Em relação às urnas, defendeu o que chama de voto auditável. A proposta prevê que a urna eletrônica produza um comprovante, depositado automaticamente em outro compartimento, sem contato com o eleitor. Esse material poderia ser utilizado posteriormente para conferir o resultado eletrônico.
Requião argumentou que o sistema aumentaria a segurança jurídica e reduziria a desconfiança em relação às eleições. A Justiça Eleitoral afirma que as urnas eletrônicas já são submetidas a diferentes procedimentos de auditoria e fiscalização.
Placa reservada e pensão de ex-governador
O candidato também foi questionado sobre o uso de placas veiculares reservadas por integrantes da Mesa Diretora da Assembleia Legislativa. Requião confirmou que recebeu uma delas e alegou que o benefício estava previsto em lei e havia sido concedido a todos os membros do colegiado.
Após a repercussão do caso, a Assembleia revogou o benefício e as placas foram devolvidas. Requião disse que não era favorável nem contrário à medida e justificou que agiu dentro da legalidade.
Sobre a verba de representação recebida por ex-governadores — benefício que alcançou seu pai, Roberto Requião —, o candidato defendeu que o pagamento funcionaria como uma garantia para que ocupantes do cargo pudessem governar sem depender de interesses privados.

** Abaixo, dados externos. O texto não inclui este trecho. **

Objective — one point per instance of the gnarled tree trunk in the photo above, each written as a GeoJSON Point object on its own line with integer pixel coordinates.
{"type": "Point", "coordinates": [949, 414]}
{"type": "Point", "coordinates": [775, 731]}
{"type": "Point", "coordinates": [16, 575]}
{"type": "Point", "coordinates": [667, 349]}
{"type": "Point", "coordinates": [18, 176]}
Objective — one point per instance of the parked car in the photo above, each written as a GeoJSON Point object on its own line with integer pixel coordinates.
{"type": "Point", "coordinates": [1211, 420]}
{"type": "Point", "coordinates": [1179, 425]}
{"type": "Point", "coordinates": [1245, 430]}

Chuvas, proteção ambiental e agronegócio
Depois dos temporais registrados no Paraná, Requião defendeu a retomada de programas de proteção de matas ciliares, rios e nascentes. Também mencionou a criação de corredores biológicos, mas não detalhou como o projeto seria implantado.
O candidato associou a proteção ambiental à segurança climática e à produção agrícola. A proposta, segundo ele, é construir uma parceria com o agronegócio para preservar a Mata Atlântica e tornar a produção mais sustentável.

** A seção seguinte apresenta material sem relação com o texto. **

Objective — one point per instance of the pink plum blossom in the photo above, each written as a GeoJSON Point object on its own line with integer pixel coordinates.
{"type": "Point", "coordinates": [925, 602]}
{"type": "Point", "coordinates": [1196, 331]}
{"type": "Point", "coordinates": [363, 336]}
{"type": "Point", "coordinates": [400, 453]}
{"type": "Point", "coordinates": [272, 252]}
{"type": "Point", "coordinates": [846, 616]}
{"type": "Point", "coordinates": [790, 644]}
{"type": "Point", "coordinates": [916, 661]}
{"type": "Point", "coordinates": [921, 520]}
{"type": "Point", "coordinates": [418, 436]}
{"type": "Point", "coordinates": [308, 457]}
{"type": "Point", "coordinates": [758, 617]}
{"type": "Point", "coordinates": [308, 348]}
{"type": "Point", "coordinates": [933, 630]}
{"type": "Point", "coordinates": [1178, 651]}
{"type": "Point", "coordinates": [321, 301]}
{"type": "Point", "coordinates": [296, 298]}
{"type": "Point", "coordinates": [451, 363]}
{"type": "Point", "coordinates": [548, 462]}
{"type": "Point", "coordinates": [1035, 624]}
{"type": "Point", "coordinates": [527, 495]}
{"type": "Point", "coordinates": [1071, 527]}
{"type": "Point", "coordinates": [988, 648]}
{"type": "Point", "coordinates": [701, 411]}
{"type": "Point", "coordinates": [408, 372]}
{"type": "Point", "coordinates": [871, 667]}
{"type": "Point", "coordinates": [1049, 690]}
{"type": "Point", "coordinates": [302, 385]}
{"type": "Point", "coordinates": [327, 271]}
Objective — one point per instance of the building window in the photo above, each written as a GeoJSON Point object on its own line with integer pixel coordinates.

No Litoral, Requião afirmou não ser contrário à Ponte de Guaratuba, mas criticou a ordem das prioridades. Para ele, os acessos rodoviários, o saneamento, a saúde e a infraestrutura regional deveriam ter avançado antes ou simultaneamente à construção da ponte.
Campanha recorre contra cancelamento de debate
Outro movimento político da quarta-feira foi a repercussão da ação apresentada pela campanha ao Tribunal Regional Eleitoral do Paraná. Requião pediu que o Grupo RIC mantenha o debate que estava previsto para 21 de setembro.
A emissora cancelou o encontro citando incertezas sobre a participação das principais candidaturas e a complexidade da operação. A campanha argumenta que havia confirmado presença e que as regras estabeleciam a manutenção da programação mesmo com ausências.
Se apenas um candidato comparecesse, o horário poderia ser transformado em entrevista. Requião declarou que não pretende obrigar a empresa a realizar o debate, mas cobrar o cumprimento do compromisso formalizado. O pedido apresentado ao TRE-PR foi revelado pela Folha de S.Paulo.
A iniciativa permite ao candidato reforçar o discurso de que está disposto a confrontar os adversários. Em uma eleição marcada pela disputa interna da direita entre Moro e o grupo de Ratinho Junior, Requião tenta ampliar seu espaço apresentando propostas distintas e cobrando debates diretos antes do primeiro turno.